Government bids to buy back trains, ferries – 07 Mar 2008 – Politics: New Zealand Political News, Analysis and Comment including 2008 election coverage – NZ Herald

Proof that the government is thinking with its dick and not its brain is the news that they aaret ryinng to buy back the Rail and Ferry network, even though they won’t make any money.

The Government has confirmed it is in talks to spend hundreds of millions of taxpayer dollars to buy back the rail and Cook Strait ferry assets of Toll New Zealand – which the Beehive admits are unlikely to ever make any money.

Why anyone would want to buy a 19th Century technology that can be beaten both in time and money by Trucks is beyond me. The only viable thing to do is pull up the bloody tracks and turn the land into a freeway between Wellington and Auckland for trucks and buses. Cullen of course is dreaming the dreams of a mad man.

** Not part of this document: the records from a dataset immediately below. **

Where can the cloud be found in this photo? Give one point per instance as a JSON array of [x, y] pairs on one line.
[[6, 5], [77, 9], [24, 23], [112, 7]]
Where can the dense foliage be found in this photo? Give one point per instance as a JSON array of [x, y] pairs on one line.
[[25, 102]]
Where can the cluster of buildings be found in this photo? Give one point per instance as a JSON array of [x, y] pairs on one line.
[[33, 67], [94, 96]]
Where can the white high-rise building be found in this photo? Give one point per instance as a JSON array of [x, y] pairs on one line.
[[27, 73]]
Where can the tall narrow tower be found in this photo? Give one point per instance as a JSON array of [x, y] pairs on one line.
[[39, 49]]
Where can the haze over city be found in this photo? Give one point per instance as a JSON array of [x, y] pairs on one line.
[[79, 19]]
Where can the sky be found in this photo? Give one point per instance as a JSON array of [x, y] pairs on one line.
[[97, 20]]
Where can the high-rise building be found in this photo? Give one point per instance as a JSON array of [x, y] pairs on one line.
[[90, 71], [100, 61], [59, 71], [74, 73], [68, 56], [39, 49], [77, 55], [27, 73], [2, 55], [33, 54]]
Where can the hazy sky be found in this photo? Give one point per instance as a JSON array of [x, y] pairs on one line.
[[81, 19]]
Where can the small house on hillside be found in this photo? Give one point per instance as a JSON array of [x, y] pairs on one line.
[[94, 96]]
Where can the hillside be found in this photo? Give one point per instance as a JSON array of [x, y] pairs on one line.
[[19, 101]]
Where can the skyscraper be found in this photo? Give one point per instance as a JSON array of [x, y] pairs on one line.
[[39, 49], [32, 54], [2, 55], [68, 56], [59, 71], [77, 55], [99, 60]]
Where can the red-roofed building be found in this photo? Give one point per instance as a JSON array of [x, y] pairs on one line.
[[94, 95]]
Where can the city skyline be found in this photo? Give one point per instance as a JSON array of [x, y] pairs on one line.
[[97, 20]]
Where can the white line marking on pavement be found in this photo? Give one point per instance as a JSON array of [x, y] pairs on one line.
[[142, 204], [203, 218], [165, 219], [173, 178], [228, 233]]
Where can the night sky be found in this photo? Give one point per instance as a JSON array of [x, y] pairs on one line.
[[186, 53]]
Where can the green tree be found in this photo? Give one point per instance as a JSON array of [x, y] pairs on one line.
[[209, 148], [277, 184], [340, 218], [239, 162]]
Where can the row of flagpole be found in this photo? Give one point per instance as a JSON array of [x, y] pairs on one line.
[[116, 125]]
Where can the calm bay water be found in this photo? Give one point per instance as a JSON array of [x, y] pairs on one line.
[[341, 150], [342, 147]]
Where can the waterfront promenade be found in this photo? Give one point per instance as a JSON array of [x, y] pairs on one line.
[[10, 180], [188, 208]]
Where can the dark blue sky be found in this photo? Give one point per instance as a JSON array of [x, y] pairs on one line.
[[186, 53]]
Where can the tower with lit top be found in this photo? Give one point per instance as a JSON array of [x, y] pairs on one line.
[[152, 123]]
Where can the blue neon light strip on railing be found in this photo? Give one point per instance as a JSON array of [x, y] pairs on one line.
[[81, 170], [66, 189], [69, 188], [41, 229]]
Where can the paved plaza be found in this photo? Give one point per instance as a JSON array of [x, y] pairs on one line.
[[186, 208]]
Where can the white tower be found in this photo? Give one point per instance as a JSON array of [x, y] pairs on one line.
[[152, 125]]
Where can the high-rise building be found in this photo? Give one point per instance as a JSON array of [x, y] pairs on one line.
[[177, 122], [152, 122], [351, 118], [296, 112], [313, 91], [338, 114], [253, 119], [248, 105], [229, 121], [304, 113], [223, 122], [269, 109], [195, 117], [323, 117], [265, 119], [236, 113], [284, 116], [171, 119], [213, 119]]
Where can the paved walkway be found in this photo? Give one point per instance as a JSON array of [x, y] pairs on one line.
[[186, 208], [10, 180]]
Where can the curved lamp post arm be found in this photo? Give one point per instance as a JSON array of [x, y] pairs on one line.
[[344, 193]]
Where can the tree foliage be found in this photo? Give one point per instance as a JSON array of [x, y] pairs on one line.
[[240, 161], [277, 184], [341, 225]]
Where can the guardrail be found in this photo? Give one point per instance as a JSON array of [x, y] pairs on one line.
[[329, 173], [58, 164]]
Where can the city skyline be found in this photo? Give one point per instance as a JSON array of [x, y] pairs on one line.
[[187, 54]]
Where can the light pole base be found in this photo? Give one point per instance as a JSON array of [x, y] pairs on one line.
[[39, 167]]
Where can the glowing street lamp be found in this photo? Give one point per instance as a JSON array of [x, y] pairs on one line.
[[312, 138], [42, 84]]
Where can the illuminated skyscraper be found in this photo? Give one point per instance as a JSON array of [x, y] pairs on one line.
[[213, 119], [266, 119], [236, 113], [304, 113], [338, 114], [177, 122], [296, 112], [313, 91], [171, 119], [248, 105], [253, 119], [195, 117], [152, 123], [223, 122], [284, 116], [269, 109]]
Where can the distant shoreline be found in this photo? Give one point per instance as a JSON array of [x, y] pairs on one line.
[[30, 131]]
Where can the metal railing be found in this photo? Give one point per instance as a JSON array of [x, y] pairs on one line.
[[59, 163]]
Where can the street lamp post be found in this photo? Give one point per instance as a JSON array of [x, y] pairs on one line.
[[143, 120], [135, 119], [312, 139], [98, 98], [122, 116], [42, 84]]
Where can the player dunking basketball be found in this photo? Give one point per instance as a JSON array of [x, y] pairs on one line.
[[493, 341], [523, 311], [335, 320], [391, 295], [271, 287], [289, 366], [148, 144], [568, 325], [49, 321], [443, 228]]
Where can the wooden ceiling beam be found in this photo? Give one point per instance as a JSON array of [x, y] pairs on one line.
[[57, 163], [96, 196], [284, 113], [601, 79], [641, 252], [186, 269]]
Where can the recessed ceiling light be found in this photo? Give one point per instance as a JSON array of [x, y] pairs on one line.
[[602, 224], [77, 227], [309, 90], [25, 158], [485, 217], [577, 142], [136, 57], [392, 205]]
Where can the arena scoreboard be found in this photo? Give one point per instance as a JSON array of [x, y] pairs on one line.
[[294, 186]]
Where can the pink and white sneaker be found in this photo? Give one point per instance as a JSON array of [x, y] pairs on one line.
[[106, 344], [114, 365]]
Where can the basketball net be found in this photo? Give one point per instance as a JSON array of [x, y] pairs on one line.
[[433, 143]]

“We believe that with Crown ownership, we’d be capable of creating a more strongly integrated rail system, not just in terms of goods movement but also in terms of the urban passenger systems where there are interrelationships there,” Dr Cullen said.

“This is not a business which is ever going to make money, overall, and therefore we either end up subsidising the private sector or we end up subsidising ourselves on behalf of the people of New Zealand.”

Mmmm-kay, so we are pour the almost a billion bucks on something that makes a loss. Why? The answer probably lies somwhere in between OnTrack Director and Labour Party President Mike Williams, Helen Clark and TRANSPORT MOGUL Owen Glenn.